La prochaine Bataille aura lieu demain. Rachel a enfin eu l'autorisation de sortir, mais sans Athéna. Elle l'a raccompagnée dans sa petite chambre ce matin, et est partie aussitôt. Elle restera sans doute longtemps dehors, comme cela fait des jours qu'elle n'a pas pu aller se promener. Athéna en profite pour dormir, faire du sport et prier sans grande conviction. Elle s'agenouille devant la vasque, y fait couler un peu d'eau, et pense :

– Faites que je sois libre.

Elle voudrait que les Atouts l'entendent. Elle-même ne sait plus vraiment ce que ce souhait signifie, elle espère qu'ils comprennent mieux qu'elle ce qu'elle désire. Elle se remet debout.
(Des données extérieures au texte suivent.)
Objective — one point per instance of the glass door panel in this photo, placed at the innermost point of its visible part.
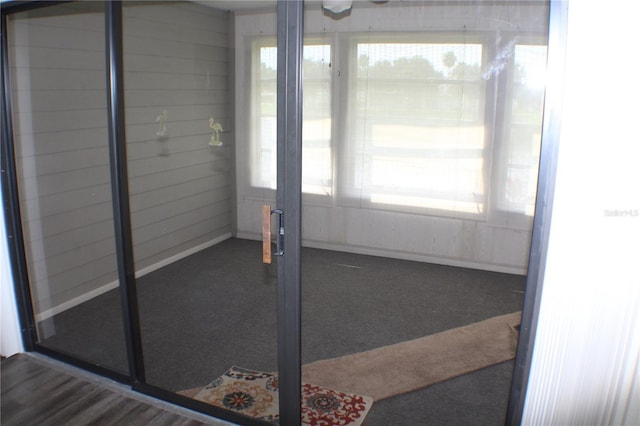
(57, 69)
(207, 303)
(427, 157)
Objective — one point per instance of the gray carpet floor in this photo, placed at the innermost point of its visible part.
(217, 308)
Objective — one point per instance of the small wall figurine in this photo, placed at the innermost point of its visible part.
(215, 136)
(162, 124)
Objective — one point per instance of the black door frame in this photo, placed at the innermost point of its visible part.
(290, 42)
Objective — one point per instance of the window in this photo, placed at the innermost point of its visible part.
(317, 170)
(523, 130)
(416, 135)
(427, 123)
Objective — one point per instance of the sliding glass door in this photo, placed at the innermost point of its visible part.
(421, 139)
(57, 70)
(407, 171)
(207, 303)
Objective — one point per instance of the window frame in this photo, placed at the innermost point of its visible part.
(254, 43)
(348, 59)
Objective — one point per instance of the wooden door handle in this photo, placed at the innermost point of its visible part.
(266, 234)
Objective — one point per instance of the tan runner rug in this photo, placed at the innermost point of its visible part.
(404, 367)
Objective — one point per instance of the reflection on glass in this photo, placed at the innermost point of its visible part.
(60, 120)
(206, 302)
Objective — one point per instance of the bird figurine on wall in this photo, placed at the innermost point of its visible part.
(215, 136)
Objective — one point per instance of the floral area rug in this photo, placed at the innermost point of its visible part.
(255, 394)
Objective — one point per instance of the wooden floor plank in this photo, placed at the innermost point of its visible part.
(36, 391)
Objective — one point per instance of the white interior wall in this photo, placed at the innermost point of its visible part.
(586, 360)
(479, 244)
(10, 338)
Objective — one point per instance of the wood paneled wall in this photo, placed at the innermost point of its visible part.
(176, 59)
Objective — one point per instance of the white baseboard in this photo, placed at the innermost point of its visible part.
(139, 273)
(439, 260)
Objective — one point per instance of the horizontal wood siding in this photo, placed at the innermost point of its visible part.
(176, 59)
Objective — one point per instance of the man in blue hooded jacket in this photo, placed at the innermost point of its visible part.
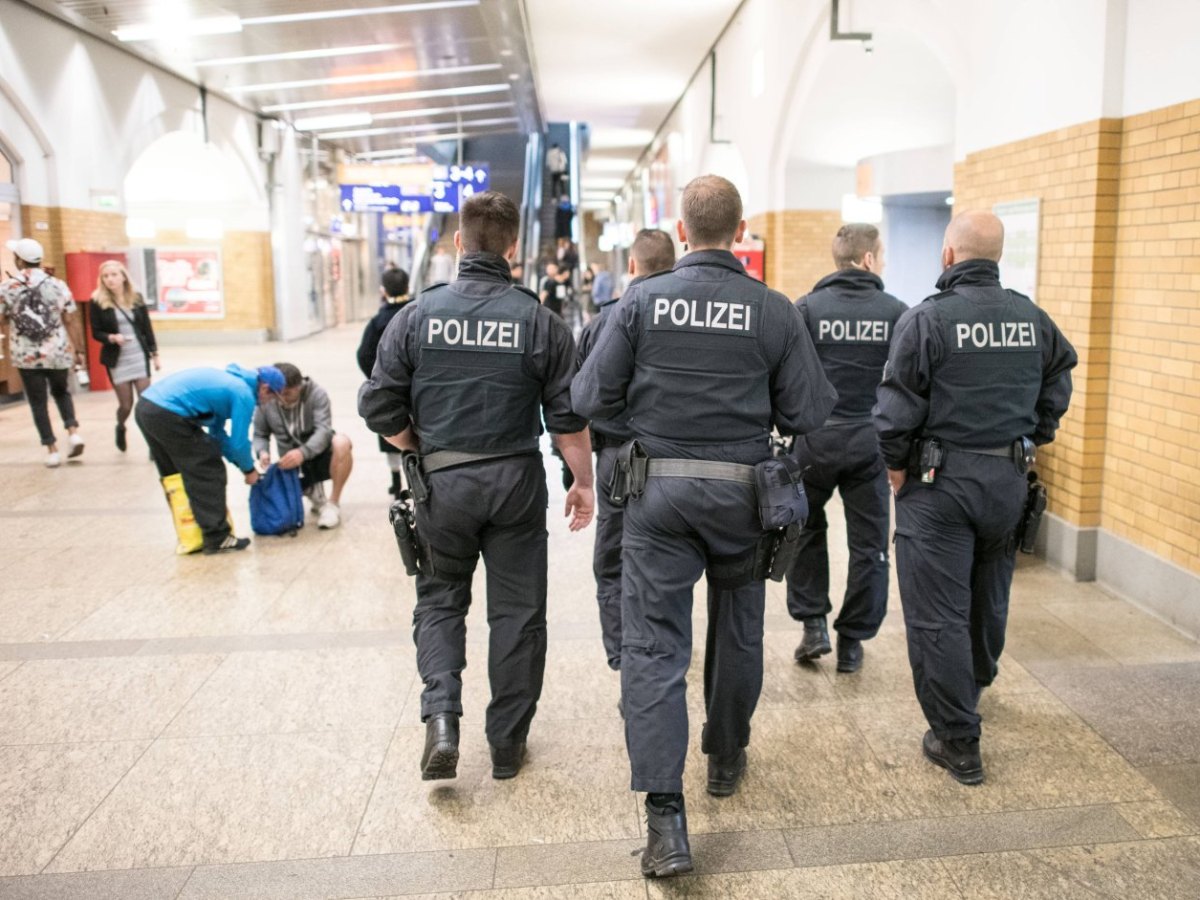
(184, 417)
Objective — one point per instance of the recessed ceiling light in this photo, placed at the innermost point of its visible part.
(354, 11)
(339, 120)
(298, 54)
(365, 78)
(177, 28)
(441, 111)
(389, 97)
(407, 129)
(610, 163)
(611, 138)
(173, 28)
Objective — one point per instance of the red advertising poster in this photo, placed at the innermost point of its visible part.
(751, 253)
(189, 283)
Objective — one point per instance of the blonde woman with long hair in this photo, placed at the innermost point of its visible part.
(121, 324)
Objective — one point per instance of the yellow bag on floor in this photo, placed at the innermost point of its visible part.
(191, 538)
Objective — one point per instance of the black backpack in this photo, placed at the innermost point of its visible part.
(33, 317)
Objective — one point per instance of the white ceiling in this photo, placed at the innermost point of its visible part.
(895, 97)
(619, 66)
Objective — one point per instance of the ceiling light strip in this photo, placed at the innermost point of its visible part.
(408, 129)
(390, 97)
(365, 78)
(318, 16)
(298, 54)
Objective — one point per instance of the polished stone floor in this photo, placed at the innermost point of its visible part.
(247, 725)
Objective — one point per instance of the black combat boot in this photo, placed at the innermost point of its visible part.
(507, 761)
(959, 757)
(667, 851)
(850, 654)
(816, 640)
(441, 756)
(725, 772)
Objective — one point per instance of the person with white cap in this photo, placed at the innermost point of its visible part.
(41, 316)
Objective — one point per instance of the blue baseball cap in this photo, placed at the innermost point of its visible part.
(273, 378)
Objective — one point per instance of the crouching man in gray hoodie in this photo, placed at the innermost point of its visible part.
(303, 426)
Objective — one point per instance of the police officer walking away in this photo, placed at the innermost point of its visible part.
(851, 319)
(652, 252)
(705, 360)
(976, 377)
(463, 376)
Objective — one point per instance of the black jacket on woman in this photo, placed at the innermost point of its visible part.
(105, 323)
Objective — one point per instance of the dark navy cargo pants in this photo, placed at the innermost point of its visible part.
(954, 562)
(606, 556)
(676, 532)
(496, 509)
(846, 459)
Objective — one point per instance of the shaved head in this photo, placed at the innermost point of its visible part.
(976, 234)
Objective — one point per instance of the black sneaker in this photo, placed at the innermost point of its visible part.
(229, 543)
(850, 654)
(667, 851)
(725, 772)
(816, 640)
(959, 757)
(441, 757)
(507, 761)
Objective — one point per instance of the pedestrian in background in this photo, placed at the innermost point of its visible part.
(120, 323)
(41, 313)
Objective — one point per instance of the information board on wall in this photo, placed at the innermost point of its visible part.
(189, 282)
(1019, 263)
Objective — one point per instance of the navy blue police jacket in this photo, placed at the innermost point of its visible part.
(605, 432)
(474, 366)
(976, 366)
(851, 321)
(706, 360)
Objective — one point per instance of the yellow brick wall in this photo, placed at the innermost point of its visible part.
(798, 246)
(247, 275)
(1074, 172)
(1152, 460)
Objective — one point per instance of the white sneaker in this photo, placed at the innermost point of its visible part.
(329, 517)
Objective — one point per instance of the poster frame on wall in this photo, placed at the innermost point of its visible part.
(166, 310)
(1023, 235)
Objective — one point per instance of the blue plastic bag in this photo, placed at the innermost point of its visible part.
(275, 502)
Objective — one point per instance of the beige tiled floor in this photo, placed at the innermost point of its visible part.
(247, 726)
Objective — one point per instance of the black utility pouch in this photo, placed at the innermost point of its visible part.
(415, 477)
(1031, 516)
(779, 487)
(787, 547)
(930, 460)
(403, 523)
(629, 474)
(1025, 454)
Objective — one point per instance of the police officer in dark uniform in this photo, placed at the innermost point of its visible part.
(465, 376)
(977, 375)
(652, 252)
(851, 321)
(705, 360)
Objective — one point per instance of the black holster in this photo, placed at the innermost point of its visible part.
(403, 523)
(1031, 516)
(775, 553)
(629, 474)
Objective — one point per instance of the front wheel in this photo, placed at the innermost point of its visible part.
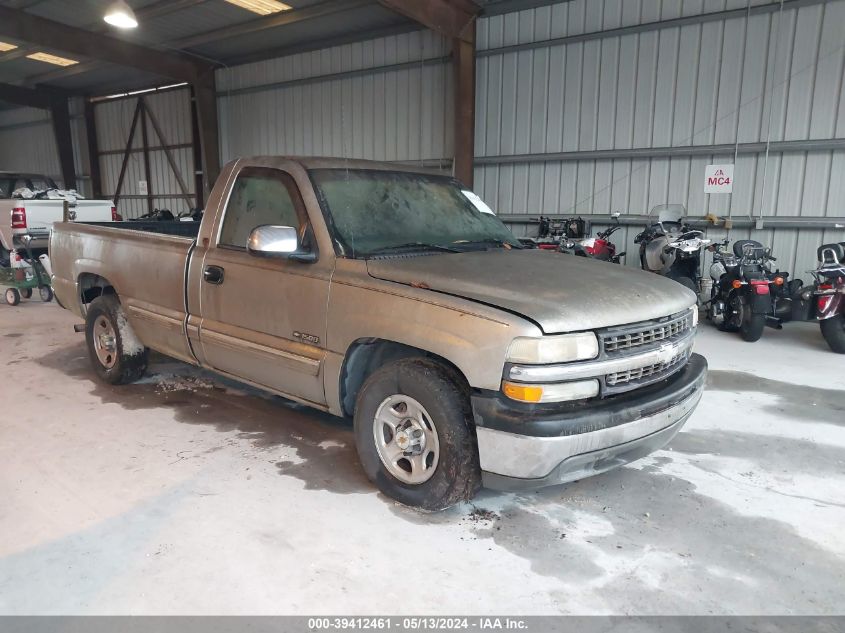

Sous son matelas se trouvent toutes les notes qu'elle a prises. Elle les relit, ébauche par ébauche. C'est presque comme si elle s'évadait à nouveau.

On frappe à la porte en fin d'après-midi. Rachel entre. Athéna, à peine réveillée, s'incline précipitamment devant elle. La Dame s'excuse :

– Pardonnez mon retard.

– Ce n'est rien.

Elles échangent un sourire. Athéna s'engage à sa suite dans les escaliers. Le garde de service referme la porte, mais ne les accompagne pas. Elles sont seules. Elles restent silencieuses un long moment, le temps de descendre la tour. Rachel prend la parole plus tard :

– C'est que je suis passée aux bains, d'habitude je m'y rends le matin, mais quand le Roi a accepté que je retourne en forêt je n'ai pas pu attendre.

– C'était une bonne promenade ? s'enquiert Athéna.

Elles traversent un large canal, grâce à des morceaux de béton espacés les uns des autres. Rachel, habituée, fait de longues enjambées. Athéna bondit de dalle en dalle pour la rattraper.

– Oui. Cela m'a fait du bien.

– Décrivez-moi.

La Dame, arrivée de l'autre côté, lui jette un regard surpris. Athéna s'immobilise et ajoute :

– S'il vous plaît. Ça me fera du bien de vous écouter parler.

Rachel commence alors à lui raconter sa balade. Elle lui décrit les arbres, la lumière, les bruits. Elle parle d'un oiseau qu'elle a croisé, d'une fleur qu'elle a cueillie. Elle a rassemblé assez d'herbes pour soigner les soldats lors de la prochaine Bataille, et ça la satisfait. Elle a pu tremper ses pieds dans un ruisseau (un vrai, qui n'ait pas un lit de faïence) et contempler la nature s'éveiller autour d'elle. Il a même un peu plu. Son long et doux récit dure tout le temps du trajet jusqu'à la bibliothèque, et même un peu plus. Athéna n'en perd pas une seule phrase.


Depuis leur discussion à propos de leur mariage, Rachel relit tous les livres d'histoire de la bibliothèque. Elle cherche quelque chose, Athéna ignore quoi. Elle n'ose pas la questionner. La Dame étudie en silence, les sourcils froncés, repoussant parfois une tresse qui la gêne. Athéna lit à sa suite, chaque ouvrage que Rachel termine elle le prend. Elle apprend beaucoup – des dates surtout. La monarchie des Carreaux, ainsi que celle des autres Couleurs, existe depuis près de trois siècles, et a été créée pour mettre fin à une guerre (ce qu'Athéna trouve absurde, puisque cela n'en a que débuté une nouvelle). Elle trouve beaucoup de récits vaniteux sur les Batailles notables qui se sont déroulées. À chaque fois il lui semble que les Carreaux ont écrasé les autres armées, mais elle devine que si elle avait accès à la bibliothèque des Piques, elle trouverait des livres similaires. Elle n'est pas certaine de pouvoir comparer toutes ces informations avec l'histoire de sa Couleur, puisqu'elle ne la connaît pas. Personne ne lui a rien enseigné. Elle ignore encore beaucoup de choses – mais elle est patiente. Ici, elle a le temps de rattraper son retard.